Однако в тот день я рассказала мертвым куклам об однокласснице, с которой могла бы подружиться. Они выслушали меня молча. Разумеется.
После этого случая с новенькой девочкой я, наверно, обрела репутацию сноба или человека, который не снисходит до разговора с людьми, стоящими ниже на социальной лестнице, но я не была такой. Я просто не знала, что и как сказать. Я могла поговорить со своими мертвыми куклами, но не с живыми детьми своего возраста.
Я общалась только с одноклассниками, если, разумеется, не считать домашних. Родители были люди не слишком общительные. Не помню ни единого случая, чтобы к нам пришли их друзья или соседи, и никто на нашей улице не приглашал нас летом на шашлыки или на вечеринки у бассейна. Иногда я становилась у окна своей спальни и смотрела через улицу на собравшихся там людей… дети бегали вокруг родителей со своими и чужими собаками, мамы и папы стояли со стаканами холодного пива или содовой, до меня доносились смех и крики. Кто-то бренчал на гитаре. Мне казалось, что вот это настоящее веселье, и хотелось, чтобы нас тоже пригласили. Но нас не приглашали никогда. И я стояла у себя в комнате, слушая приглушенный смех, доносившийся с улицы, а в нашем доме только однообразно тикали часы в гостиной.
Почему-то считалось, что мне следует дарить кукол. В двенадцать лет я уже считала себя слишком взрослой для них, и когда бабушка подарила мне очередную куклу, я вежливо поблагодарила ее и сразу убрала подарок в стенной шкаф. Я уже знала, что случится дальше. У Элизабет с новым номером появятся синие пятна, она умрет, и этим все кончится. Мне всегда нравилось объявлять родителям о предстоящей смерти куклы… Я чувствовала, что должна им сообщать. Не знаю почему.
Столько раз отец начинал было мне что-то говорить, но мама безмолвно умоляла его остановиться, и он замолкал и просто смотрел на меня, качая головой. Теперь он приезжал с работы позже прежнего, и мы виделись с ним мало, и часто к тому времени, когда он появлялся дома, я уже была в кровати. Вот так это и продолжалось до моего четырнадцатого дня рождения, когда я забеременела, а отец как-то вечером уехал из дома и больше не вернулся.
Мама сказала, что эти события не связаны между собой, но это было не так.
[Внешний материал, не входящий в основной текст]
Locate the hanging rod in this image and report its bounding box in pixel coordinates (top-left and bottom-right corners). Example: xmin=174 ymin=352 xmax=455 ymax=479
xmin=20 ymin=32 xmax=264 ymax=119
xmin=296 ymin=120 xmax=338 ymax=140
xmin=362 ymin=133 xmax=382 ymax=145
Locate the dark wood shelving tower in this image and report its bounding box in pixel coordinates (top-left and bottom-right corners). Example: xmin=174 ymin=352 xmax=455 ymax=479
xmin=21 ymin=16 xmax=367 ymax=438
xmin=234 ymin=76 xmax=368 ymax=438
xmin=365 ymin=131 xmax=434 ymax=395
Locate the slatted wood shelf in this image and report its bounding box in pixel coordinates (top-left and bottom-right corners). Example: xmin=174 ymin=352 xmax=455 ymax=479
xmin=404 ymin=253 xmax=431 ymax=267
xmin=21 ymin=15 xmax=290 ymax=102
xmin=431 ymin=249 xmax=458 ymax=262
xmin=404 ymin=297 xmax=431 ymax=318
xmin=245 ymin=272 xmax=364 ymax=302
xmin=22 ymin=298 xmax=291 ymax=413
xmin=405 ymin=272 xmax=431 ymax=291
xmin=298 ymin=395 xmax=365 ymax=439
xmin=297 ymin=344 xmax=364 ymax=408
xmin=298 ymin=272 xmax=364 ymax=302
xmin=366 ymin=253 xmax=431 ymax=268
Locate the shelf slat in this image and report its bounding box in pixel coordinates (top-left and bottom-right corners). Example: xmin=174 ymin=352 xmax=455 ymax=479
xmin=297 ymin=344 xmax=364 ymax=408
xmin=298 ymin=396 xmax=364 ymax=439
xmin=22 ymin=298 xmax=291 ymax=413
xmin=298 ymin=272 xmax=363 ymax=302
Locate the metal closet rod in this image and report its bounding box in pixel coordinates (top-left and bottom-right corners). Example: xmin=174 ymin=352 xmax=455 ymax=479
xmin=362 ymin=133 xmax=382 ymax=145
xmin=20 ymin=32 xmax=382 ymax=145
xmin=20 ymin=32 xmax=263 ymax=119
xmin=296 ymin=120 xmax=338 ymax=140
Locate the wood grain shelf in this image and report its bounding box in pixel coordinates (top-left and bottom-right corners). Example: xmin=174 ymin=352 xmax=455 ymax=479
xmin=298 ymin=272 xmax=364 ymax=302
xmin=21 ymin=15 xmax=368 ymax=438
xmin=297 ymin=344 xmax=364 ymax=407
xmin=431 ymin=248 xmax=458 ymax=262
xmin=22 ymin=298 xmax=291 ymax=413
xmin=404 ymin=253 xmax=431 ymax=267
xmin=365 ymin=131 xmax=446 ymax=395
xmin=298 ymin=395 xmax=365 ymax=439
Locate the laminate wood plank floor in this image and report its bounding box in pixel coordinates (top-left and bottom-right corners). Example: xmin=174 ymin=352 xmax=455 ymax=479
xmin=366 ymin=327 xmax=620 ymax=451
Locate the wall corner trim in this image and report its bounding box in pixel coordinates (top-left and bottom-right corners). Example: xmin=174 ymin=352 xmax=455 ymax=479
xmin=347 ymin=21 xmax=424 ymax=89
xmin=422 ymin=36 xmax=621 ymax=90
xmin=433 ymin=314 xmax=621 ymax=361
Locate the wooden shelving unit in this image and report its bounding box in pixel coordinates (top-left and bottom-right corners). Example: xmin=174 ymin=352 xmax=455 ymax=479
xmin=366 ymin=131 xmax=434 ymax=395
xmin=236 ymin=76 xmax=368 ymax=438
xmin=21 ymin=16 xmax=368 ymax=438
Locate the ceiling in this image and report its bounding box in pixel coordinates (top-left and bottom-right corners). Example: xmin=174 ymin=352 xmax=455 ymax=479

Они должны были быть связаны. Отец не мог смириться с мыслью, что его маленькую девочку трахнул какой-то парень из школы, который был хорош собой только наполовину и который поговорил с нею несколько раз, а потом сказал, что хочет показать ей нечто после уроков. И показал. Он и два его приятеля. Они знали, что я молчунья, что никому не скажу о том, что было. И они оказались правы. Я по-прежнему была выше большинства девочек, но у меня уже появилась женская фигура. Я всегда одевалась в мешковатые платья, не хотела, чтобы все видели появившиеся у меня груди. Но, наверно, эти ребята знали.